Design and ship agentic systems (tool calling, multi-agent workflows, structured outputs) that reliably fetch, extract, and normalize data across the web and APIs.
Build and operate search/indexing pipelines on OpenSearch/Elasticsearch (schema design, analyzers, reindex/data migration strategies, relevance tuning).
Own robust web scraping: directory crawling, CAPTCHA handling, headless browsers, rotating proxies, anti-bot evasion, and backoff/retry policies.
Develop backend services in Python + FastAPI with clean contracts and strong observability.
Integrate third-party APIs for enrichment and search; model and cache responses; manage schema evolution.
Transform and analyze data using Pandas (or similar) for normalization, QA, and reporting.
Pitch in across the stack: billing (Stripe), and occasional front-end changes to ship end-to-end features.
Minimum requirements
Hands-on experience with agentic architectures (tool calling, structured outputs/JSON, planning/execution loops) and prompt engineering.
Deep knowledge of OpenSearch/Elasticsearch: index design, analyzers, ingestion pipelines, snapshots, rolling upgrades, and zero-downtime reindexing/data migrations.
Proven web scraping expertise: solving CAPTCHAs, session/auth flows, proxy rotation, stealth techniques, and legal/ethical constraints.
AWS + Docker in production (at least two of: ECS/EKS, Lambda, SQS/SNS, Batch, Step Functions, CloudWatch).
Building high-throughput data/IO pipelines with concurrency (asyncio/multiprocessing), resilient retries, and rate-limit aware scheduling.
Integrating diverse external APIs (auth patterns, pagination, webhooks); designing stable interfaces and backfills.
Strong data wrangling with Pandas or equivalent; comfort with large CSV/Parquet workflows and memory/perf tuning.
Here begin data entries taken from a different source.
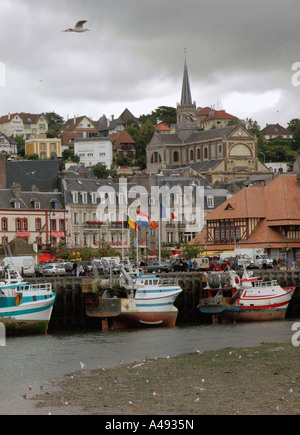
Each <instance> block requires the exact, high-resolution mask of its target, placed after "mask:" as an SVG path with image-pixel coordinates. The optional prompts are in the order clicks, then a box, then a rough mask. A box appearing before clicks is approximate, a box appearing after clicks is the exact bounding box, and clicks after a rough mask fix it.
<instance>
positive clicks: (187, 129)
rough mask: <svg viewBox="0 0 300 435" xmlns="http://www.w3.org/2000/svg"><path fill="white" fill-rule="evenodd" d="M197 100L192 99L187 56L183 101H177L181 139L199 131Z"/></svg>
mask: <svg viewBox="0 0 300 435" xmlns="http://www.w3.org/2000/svg"><path fill="white" fill-rule="evenodd" d="M196 113H197V108H196V102H195V101H192V94H191V88H190V81H189V74H188V69H187V64H186V56H185V60H184V70H183V80H182V90H181V101H180V104H179V103H177V124H176V133H177V135H178V136H179V137H180V139H182V140H185V139H187V138H188V137H189V136H190V135H191V134H192V133H194V132H195V131H197V129H198V125H197V120H196Z"/></svg>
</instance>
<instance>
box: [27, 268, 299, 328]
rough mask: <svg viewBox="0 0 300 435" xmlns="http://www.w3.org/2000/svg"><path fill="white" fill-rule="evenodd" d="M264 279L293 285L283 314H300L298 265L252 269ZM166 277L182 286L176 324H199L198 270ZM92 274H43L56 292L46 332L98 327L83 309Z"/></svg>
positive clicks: (84, 308)
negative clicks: (268, 269)
mask: <svg viewBox="0 0 300 435" xmlns="http://www.w3.org/2000/svg"><path fill="white" fill-rule="evenodd" d="M255 275H256V276H258V277H261V278H262V279H263V280H264V281H270V280H274V279H276V280H277V281H278V283H279V284H280V285H281V286H282V287H288V286H291V285H293V286H296V287H297V289H296V291H295V293H294V295H293V298H292V300H291V302H290V304H289V307H288V310H287V315H286V317H287V318H300V269H299V270H294V271H292V270H290V271H289V270H284V271H282V270H272V269H270V270H266V271H259V273H257V274H256V273H255ZM166 276H168V277H171V276H172V277H173V276H174V277H176V278H178V284H179V285H180V286H181V288H182V289H183V291H182V293H181V294H180V295H179V296H178V297H177V299H176V301H175V306H176V307H177V308H178V318H177V324H178V325H184V324H201V323H207V322H209V321H210V319H209V318H208V317H207V316H206V315H204V314H202V313H200V310H199V309H198V308H197V305H198V303H199V299H200V298H201V297H203V288H204V287H205V286H206V282H205V277H204V275H203V274H202V273H189V272H187V273H168V274H167V275H166ZM41 280H45V278H30V279H28V281H29V282H32V283H34V282H36V283H39V282H41ZM93 280H94V278H93V277H78V278H77V277H73V276H67V277H55V278H47V282H51V283H52V287H53V290H54V291H55V292H56V301H55V304H54V307H53V313H52V317H51V321H50V325H49V330H48V331H49V333H51V332H56V331H72V330H84V329H101V321H100V320H99V318H98V319H97V318H90V317H88V316H87V315H86V313H85V295H86V294H87V293H89V292H90V291H91V283H92V281H93Z"/></svg>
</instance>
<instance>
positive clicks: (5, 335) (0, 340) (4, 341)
mask: <svg viewBox="0 0 300 435" xmlns="http://www.w3.org/2000/svg"><path fill="white" fill-rule="evenodd" d="M0 346H6V329H5V325H4V323H2V322H0Z"/></svg>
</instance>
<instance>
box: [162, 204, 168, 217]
mask: <svg viewBox="0 0 300 435" xmlns="http://www.w3.org/2000/svg"><path fill="white" fill-rule="evenodd" d="M160 217H161V218H166V217H167V210H166V207H165V206H164V205H162V204H160Z"/></svg>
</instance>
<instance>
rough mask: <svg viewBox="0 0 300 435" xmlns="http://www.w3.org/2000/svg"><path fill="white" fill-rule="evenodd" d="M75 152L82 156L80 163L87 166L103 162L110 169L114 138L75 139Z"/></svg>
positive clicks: (112, 159) (79, 156)
mask: <svg viewBox="0 0 300 435" xmlns="http://www.w3.org/2000/svg"><path fill="white" fill-rule="evenodd" d="M74 154H75V155H77V156H78V157H80V163H83V164H84V166H85V167H89V166H94V165H96V164H97V163H101V164H102V165H105V166H106V167H107V168H108V169H110V167H111V165H112V161H113V152H112V140H111V139H110V138H107V137H93V138H88V139H75V140H74Z"/></svg>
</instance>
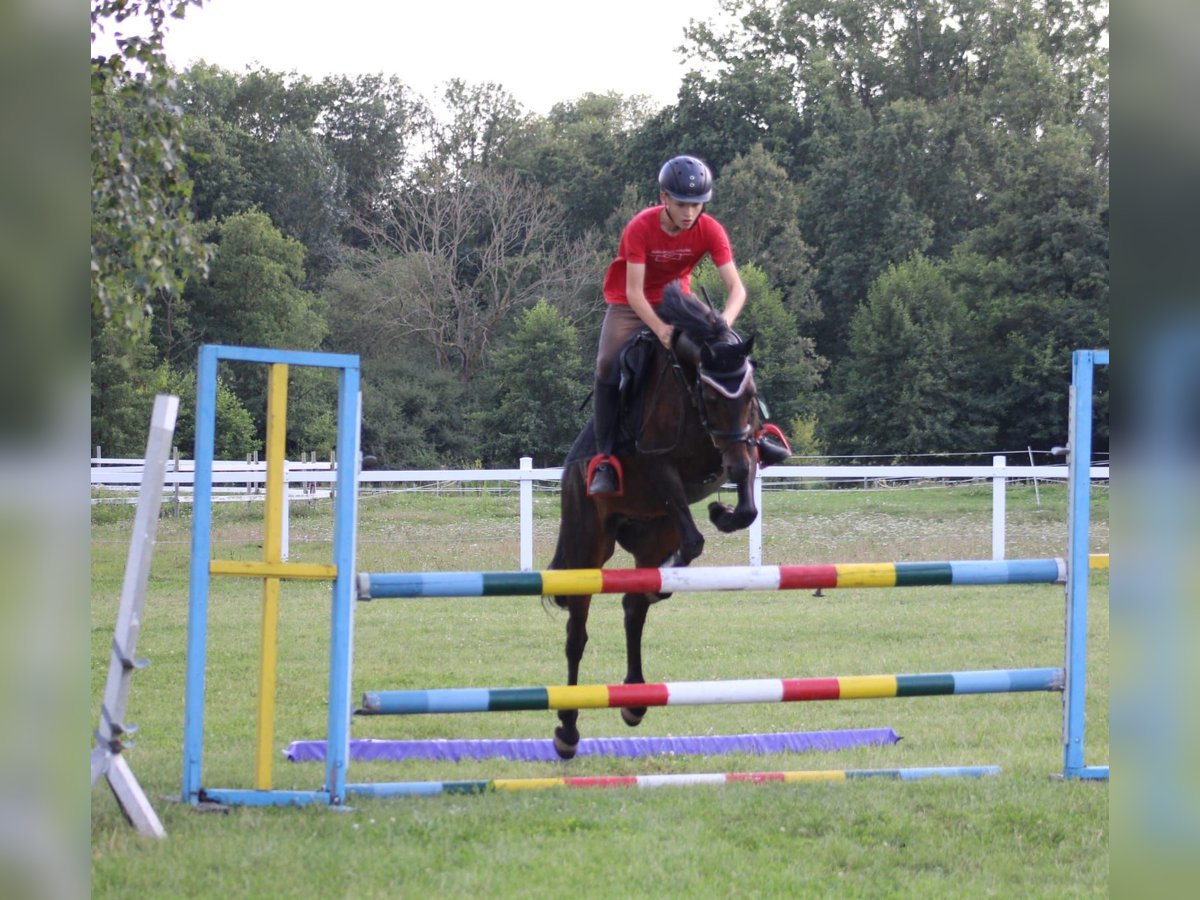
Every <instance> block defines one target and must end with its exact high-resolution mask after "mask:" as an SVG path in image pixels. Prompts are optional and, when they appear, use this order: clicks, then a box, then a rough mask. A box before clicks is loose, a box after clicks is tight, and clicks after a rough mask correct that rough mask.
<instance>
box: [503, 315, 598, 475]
mask: <svg viewBox="0 0 1200 900" xmlns="http://www.w3.org/2000/svg"><path fill="white" fill-rule="evenodd" d="M588 376H589V371H588V366H587V365H586V364H584V361H583V360H582V358H581V355H580V350H578V342H577V341H576V334H575V329H574V328H571V325H570V323H568V322H566V320H564V319H563V317H562V316H560V314H559V313H558V312H557V311H556V310H554V308H553V307H552V306H551V305H550V304H547V302H546V301H545V300H539V301H538V304H536V305H535V306H532V307H529V308H528V310H524V311H523V312H522V313H521V314H520V316H518V317H517V322H516V328H515V329H514V331H512V334H511V335H510V336H509V338H508V340H506V341H505V342H504V344H503V346H502V347H499V348H497V349H496V350H494V352H493V354H492V366H491V368H490V370H488V372H487V373H486V376H485V388H484V390H485V392H486V395H487V396H488V398H490V400H488V401H487V402H486V403H485V404H484V408H482V410H481V412H480V414H479V426H480V427H479V431H480V438H481V440H482V448H484V460H485V462H487V463H490V464H494V466H497V467H509V468H511V467H514V466H516V463H517V461H518V460H520V457H522V456H532V457H533V461H534V466H539V467H540V466H559V464H562V462H563V460H565V458H566V451H568V450H569V449H570V446H571V443H572V442H574V440H575V437H576V434H578V432H580V430H581V428H582V427H583V424H584V422H586V421H587V419H588V412H584V410H581V407H582V406H583V398H584V397H586V395H587V392H588V389H589V386H590V378H589V377H588Z"/></svg>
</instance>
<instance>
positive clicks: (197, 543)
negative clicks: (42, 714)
mask: <svg viewBox="0 0 1200 900" xmlns="http://www.w3.org/2000/svg"><path fill="white" fill-rule="evenodd" d="M216 410H217V348H216V347H212V346H204V347H200V358H199V364H198V366H197V374H196V457H194V458H196V478H194V494H193V503H192V559H191V564H190V566H191V568H190V592H191V593H190V595H188V605H187V680H186V684H185V688H184V787H182V799H184V802H185V803H192V804H196V803H199V799H200V770H202V752H203V745H204V666H205V644H206V643H208V617H209V559H210V558H211V556H212V451H214V445H215V439H216V437H215V436H216Z"/></svg>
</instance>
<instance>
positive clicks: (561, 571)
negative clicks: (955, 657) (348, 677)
mask: <svg viewBox="0 0 1200 900" xmlns="http://www.w3.org/2000/svg"><path fill="white" fill-rule="evenodd" d="M1066 580H1067V564H1066V562H1063V560H1062V559H965V560H956V562H937V563H841V564H836V565H725V566H720V565H718V566H697V568H695V569H689V568H671V566H667V568H662V569H556V570H546V571H540V572H389V574H368V572H362V574H360V575H359V578H358V590H359V599H360V600H374V599H380V598H397V596H403V598H408V596H521V595H528V596H539V595H544V594H545V595H553V594H562V595H574V594H624V593H635V594H636V593H642V594H662V593H674V592H677V590H680V592H683V590H685V592H703V590H803V589H816V588H896V587H918V586H934V584H1055V583H1062V582H1064V581H1066Z"/></svg>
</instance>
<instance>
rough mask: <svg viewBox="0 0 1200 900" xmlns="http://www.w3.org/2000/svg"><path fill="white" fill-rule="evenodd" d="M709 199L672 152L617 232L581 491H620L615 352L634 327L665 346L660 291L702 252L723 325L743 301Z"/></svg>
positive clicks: (733, 270)
mask: <svg viewBox="0 0 1200 900" xmlns="http://www.w3.org/2000/svg"><path fill="white" fill-rule="evenodd" d="M712 197H713V174H712V173H710V172H709V169H708V166H706V164H704V163H703V162H701V161H700V160H697V158H696V157H695V156H676V157H674V158H672V160H668V161H667V162H666V164H664V166H662V168H661V169H660V172H659V205H656V206H650V208H649V209H644V210H642V211H641V212H638V214H637V215H636V216H634V217H632V218H631V220H630V221H629V223H628V224H626V226H625V230H624V232H622V235H620V245H619V247H618V250H617V258H616V259H614V260H613V262H612V264H611V265H610V266H608V271H607V274H606V275H605V281H604V295H605V300H606V301H607V311H606V312H605V317H604V325H602V328H601V329H600V349H599V352H598V353H596V367H595V379H596V380H595V395H594V402H593V415H594V419H593V427H594V430H595V437H596V456H595V457H594V458H593V460H592V463H590V464H589V466H588V493H593V494H596V493H613V492H617V491H619V490H620V484H619V476H618V467H617V464H616V460H614V458H613V456H612V451H613V443H614V440H616V431H617V406H618V400H619V379H620V373H619V371H618V362H617V356H618V353H619V350H620V348H622V346H623V344H624V343H625V341H626V340H628V338H629V337H630V336H631V335H632V334H634V332H635V331H637V330H638V329H641V328H648V329H649V330H650V331H653V332H654V335H655V336H656V337H658V338H659V341H661V342H662V344H664V346H665V347H667V348H668V349H670V347H671V325H668V324H666V323H665V322H664V320H662V319H660V318H659V316H658V313H656V312H655V306H658V305H659V302H661V300H662V290H664V288H666V286H667V284H670V283H671V282H672V281H676V280H679V281H680V282H682V286H683V289H684V290H685V292H686V290H688V289H689V276H690V275H691V270H692V269H695V268H696V264H697V263H700V260H701V259H703V258H704V256H706V254H707V256H710V257H712V258H713V264H714V265H715V266H716V271H718V272H719V274H720V276H721V282H722V283H724V284H725V310H724V313H722V314H724V317H725V322H726V323H727V324H728V325H731V326H732V325H733V322H734V319H737V317H738V313H740V312H742V307H743V306H744V305H745V301H746V292H745V287H744V286H743V284H742V277H740V276H739V275H738V268H737V265H734V263H733V252H732V251H731V250H730V239H728V235H727V234H726V233H725V228H724V227H722V226H721V223H720V222H718V221H716V220H715V218H713V217H712V216H709V215H706V214H704V204H706V203H708V202H709V200H710V199H712Z"/></svg>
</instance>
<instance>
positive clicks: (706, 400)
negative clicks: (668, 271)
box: [659, 282, 758, 474]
Familiarity with Stripe (subscriptions, metered billing, webhooks) and basic front-end changes (React/TypeScript or similar).
Excellent ownership, product sense, and pragmatic debugging.
Nice to have
Entity resolution/record linkage at scale (probabilistic matching, blocking, deduping).
Experience with Langfuse, OpenTelemetry, or similar for tracing/evals; task queues (Celery/RQ), Redis, Postgres.
Search relevance (BM25/vector/hybrid), embeddings, and retrieval pipelines.